My courage considers it a pleasure to be enmeshed in fear and danger. This work is a sign sent by Oblivion; that is, we knew life and the world to be a very difficult task. But alas-- that too turned out to be easy! (7)

== Nazm page 7


Urdu text: Vajid 1902 {6}


The meaning is that my difficulty-loving courage needs some rank higher than oblivion, because oblivion proved to be an easy stage for it. (7)

Bekhud Mohani:

He says, my courage and my enthusiasm have become difficulty-loving to such an extent that education in oblivion ought to be considered a commonplace task for them.... At one other place too Mirza Sahib has expressed this theme: there he says {61,3}. (17)


DIFFICULT/EASY verses: {6,5}; {8,2}; {17,1}; {111,15}; {112,3}; {136,3}

There are some manuscript variations in this verse. For the first word of the verse Hamid adopts a reading of ay ; Nazm and others adopt hai . As always, I follow Arshi's reading, which in this case is thii .

The commentators emphasize the implication that Courage wanted something even beyond Oblivion to aspire to, or a task even more difficult, just to have a proper challenge. Did Courage find the task easy because Courage is so able and dauntless, or because Oblivion really is an easy thing to achieve?

This latter possibility points to the exclusivity angle, which emerges clearly in {60,3}-- 'what honor or prestige can passion obtain, where cruelty is widely available?' Perhaps what difficulty-loving Courage really wanted was a chance specifically to do something so difficult that nobody else could achieve it.

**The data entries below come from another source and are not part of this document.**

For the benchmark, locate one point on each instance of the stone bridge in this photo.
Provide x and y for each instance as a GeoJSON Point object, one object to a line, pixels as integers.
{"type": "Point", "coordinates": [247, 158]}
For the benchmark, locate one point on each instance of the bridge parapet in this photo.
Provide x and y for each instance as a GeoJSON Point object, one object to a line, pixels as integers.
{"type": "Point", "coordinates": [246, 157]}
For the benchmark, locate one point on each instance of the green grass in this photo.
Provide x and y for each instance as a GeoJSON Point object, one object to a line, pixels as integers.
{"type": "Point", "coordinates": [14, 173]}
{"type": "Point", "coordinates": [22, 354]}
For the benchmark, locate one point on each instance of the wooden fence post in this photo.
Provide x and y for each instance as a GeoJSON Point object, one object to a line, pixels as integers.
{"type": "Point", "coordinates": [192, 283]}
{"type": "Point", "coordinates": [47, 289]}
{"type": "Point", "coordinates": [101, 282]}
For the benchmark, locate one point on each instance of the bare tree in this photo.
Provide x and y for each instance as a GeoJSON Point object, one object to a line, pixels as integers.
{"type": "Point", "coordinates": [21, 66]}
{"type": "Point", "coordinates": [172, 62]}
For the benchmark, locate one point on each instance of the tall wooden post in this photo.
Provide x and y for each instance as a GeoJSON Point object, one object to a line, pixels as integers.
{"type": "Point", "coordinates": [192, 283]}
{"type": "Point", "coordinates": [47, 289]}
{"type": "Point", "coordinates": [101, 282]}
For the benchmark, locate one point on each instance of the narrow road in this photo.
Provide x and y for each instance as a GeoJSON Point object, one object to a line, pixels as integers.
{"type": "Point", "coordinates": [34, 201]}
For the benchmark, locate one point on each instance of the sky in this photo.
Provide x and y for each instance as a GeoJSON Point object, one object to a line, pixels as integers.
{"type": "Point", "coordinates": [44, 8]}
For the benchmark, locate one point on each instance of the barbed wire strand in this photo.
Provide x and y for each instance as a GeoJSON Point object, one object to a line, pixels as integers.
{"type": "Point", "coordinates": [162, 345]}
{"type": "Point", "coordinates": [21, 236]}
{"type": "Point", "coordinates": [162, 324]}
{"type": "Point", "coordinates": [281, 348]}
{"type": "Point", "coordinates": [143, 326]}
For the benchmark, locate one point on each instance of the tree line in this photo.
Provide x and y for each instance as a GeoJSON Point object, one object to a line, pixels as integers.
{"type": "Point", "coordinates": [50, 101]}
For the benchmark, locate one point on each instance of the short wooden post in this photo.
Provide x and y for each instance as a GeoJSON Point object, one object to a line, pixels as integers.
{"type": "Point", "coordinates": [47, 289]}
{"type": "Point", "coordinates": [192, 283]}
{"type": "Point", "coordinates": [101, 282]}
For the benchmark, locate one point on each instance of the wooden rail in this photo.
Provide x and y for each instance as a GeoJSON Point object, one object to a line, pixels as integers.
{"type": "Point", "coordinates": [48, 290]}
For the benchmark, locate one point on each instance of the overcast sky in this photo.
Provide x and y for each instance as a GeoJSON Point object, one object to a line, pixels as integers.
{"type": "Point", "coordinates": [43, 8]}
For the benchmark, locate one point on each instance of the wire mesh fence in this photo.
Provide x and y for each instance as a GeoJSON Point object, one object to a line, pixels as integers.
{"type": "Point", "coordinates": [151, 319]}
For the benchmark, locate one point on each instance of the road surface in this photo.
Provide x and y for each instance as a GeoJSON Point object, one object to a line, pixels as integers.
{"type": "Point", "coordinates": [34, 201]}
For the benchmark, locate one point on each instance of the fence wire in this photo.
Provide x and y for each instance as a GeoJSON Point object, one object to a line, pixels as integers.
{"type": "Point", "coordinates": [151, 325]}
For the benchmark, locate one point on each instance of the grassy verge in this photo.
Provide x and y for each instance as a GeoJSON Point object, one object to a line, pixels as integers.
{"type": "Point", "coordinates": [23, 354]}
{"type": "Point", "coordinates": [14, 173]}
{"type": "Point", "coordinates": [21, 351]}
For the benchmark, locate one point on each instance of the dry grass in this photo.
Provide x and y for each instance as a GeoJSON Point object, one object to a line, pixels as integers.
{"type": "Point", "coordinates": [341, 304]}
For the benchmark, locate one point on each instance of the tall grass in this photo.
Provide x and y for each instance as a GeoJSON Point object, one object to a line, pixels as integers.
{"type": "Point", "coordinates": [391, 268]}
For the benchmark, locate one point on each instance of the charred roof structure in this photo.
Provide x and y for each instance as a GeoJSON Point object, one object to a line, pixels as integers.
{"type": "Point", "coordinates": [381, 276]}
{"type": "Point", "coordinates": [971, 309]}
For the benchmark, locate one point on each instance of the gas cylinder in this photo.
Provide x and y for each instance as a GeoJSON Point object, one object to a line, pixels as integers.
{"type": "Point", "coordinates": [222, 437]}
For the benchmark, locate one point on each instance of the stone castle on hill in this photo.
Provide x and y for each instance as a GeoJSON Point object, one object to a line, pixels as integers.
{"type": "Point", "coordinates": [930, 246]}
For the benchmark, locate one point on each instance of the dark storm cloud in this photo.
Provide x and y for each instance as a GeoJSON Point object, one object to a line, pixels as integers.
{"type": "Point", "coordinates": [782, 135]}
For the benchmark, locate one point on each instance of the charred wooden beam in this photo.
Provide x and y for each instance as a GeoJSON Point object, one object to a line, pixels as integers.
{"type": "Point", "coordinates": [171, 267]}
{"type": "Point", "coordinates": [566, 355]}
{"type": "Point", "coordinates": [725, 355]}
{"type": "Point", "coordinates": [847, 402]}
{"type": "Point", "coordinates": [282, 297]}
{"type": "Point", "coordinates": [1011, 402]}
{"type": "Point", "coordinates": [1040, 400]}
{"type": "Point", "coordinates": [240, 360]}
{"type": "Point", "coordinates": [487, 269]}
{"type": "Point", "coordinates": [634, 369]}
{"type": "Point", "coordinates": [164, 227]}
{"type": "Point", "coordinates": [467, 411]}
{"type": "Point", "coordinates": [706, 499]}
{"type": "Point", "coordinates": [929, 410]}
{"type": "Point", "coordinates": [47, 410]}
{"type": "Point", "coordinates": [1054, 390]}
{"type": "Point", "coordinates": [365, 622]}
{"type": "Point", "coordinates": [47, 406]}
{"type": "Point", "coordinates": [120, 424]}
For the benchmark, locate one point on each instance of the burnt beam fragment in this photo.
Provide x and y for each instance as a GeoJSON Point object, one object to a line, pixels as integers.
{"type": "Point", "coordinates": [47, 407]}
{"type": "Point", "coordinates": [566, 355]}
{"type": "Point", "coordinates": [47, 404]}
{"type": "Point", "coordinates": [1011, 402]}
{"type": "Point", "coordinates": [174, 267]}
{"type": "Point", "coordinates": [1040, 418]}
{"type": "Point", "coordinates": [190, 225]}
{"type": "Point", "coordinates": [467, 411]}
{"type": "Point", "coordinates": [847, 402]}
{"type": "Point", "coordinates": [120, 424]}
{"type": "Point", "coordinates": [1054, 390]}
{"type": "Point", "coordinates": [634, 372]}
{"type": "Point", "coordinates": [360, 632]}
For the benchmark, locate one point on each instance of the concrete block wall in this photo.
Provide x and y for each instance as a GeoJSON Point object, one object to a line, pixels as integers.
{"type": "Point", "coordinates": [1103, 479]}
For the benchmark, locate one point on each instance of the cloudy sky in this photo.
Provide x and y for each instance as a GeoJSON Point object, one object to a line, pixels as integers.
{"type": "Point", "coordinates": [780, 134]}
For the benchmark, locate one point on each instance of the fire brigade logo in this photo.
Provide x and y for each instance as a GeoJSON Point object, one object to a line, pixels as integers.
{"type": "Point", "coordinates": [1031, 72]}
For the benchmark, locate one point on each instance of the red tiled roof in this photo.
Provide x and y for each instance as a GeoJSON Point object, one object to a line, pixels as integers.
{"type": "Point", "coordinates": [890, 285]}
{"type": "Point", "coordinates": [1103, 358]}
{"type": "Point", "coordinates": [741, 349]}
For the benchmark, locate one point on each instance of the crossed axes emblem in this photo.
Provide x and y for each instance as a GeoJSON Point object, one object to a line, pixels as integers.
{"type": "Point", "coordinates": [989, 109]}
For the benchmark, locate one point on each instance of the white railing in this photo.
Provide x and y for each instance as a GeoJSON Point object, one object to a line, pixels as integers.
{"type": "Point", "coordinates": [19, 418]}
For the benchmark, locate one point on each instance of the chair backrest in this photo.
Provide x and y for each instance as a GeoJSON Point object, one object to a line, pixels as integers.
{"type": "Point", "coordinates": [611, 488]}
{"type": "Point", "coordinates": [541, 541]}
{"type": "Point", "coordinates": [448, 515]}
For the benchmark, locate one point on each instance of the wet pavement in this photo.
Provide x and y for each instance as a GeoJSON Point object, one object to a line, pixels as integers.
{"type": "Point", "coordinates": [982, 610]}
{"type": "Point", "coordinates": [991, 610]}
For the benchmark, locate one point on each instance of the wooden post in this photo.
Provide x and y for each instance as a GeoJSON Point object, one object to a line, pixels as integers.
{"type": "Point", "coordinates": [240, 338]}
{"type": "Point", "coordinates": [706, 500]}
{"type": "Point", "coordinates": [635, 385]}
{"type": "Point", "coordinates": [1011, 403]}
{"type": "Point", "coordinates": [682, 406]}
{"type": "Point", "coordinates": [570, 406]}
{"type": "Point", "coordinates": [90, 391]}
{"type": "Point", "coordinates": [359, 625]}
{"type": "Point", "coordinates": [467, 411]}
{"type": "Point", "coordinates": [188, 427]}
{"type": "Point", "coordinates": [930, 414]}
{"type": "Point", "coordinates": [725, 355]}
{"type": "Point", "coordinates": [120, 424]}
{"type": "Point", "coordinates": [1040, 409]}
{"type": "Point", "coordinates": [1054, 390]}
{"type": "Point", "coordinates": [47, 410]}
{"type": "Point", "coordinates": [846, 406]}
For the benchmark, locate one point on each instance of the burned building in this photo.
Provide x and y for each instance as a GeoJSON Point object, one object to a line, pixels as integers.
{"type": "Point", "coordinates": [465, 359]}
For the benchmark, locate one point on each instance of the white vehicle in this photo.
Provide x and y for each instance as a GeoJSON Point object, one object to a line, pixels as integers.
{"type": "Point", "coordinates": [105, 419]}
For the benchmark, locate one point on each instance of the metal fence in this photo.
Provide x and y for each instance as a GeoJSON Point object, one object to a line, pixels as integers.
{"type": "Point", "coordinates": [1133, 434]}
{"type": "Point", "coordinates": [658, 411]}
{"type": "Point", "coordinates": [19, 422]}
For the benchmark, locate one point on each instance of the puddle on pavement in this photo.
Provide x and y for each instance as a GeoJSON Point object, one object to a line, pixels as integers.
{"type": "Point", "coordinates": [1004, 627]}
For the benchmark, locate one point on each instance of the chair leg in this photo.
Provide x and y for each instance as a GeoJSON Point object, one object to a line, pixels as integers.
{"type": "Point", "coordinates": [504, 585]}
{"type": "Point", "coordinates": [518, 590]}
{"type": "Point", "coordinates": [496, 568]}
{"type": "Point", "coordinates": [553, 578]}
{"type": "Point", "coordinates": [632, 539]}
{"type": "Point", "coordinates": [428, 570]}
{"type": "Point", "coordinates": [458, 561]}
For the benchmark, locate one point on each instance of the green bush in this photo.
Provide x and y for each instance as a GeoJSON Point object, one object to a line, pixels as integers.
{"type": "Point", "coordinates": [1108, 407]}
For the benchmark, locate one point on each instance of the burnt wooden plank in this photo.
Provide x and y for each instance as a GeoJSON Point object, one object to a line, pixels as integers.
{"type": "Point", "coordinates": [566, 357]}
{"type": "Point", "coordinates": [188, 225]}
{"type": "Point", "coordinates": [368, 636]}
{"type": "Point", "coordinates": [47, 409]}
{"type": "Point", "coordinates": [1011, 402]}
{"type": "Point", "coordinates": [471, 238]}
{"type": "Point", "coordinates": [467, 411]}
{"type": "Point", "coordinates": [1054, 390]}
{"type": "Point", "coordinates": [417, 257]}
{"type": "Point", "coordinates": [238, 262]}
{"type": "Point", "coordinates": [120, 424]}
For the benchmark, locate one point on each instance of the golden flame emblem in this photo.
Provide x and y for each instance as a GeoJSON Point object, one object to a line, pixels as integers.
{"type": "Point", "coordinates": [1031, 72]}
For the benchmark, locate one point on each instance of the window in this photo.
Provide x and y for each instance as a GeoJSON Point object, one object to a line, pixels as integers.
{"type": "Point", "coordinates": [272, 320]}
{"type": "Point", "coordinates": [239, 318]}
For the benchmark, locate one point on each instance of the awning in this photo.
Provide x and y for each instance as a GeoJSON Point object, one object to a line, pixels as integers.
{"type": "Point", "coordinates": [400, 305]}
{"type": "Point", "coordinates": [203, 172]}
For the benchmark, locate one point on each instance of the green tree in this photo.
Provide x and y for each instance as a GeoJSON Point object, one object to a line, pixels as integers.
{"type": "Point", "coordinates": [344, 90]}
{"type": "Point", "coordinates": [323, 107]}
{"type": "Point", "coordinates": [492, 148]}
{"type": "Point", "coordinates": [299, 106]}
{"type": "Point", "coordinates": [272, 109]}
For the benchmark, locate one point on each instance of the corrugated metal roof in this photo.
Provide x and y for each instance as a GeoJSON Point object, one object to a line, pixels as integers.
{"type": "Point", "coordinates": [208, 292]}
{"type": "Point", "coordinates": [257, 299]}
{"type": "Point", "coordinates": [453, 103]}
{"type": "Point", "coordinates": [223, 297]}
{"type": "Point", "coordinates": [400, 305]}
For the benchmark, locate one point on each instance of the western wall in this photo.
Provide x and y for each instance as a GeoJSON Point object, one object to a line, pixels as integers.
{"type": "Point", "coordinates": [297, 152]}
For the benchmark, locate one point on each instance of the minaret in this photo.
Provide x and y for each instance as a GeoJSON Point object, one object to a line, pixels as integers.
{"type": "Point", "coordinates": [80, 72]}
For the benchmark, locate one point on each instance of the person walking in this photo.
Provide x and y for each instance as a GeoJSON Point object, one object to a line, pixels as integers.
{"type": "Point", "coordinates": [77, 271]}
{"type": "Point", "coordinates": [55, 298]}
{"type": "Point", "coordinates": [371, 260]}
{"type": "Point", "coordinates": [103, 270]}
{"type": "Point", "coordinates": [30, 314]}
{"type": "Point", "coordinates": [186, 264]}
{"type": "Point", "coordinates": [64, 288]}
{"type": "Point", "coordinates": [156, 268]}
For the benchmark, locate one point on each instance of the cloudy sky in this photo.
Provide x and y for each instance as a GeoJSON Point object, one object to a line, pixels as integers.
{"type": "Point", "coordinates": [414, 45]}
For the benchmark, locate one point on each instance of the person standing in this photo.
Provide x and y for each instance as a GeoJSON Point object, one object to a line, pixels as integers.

In that case, what a let-down to find that Oblivion is within the capacity of every Tom, Dick, and Harry! It's almost enough to make Courage give up on Oblivion entirely.

This is the kind of in-your-face difficult verse that people think of when they think of Ghalib at his most irritating. It's gnomic, cryptic, undecipherable in a really radical way. The proper question to ask is always, does it sufficiently reward us for our struggles with it? This one I don't find very inspiring. Would anybody ever have memorized or lovingly recited it, or lingered over it and savored it for long periods? Since Ghalib has so many verses that conspicuously do receive such tributes, verses like this one end up, in my judgment, in the second rank.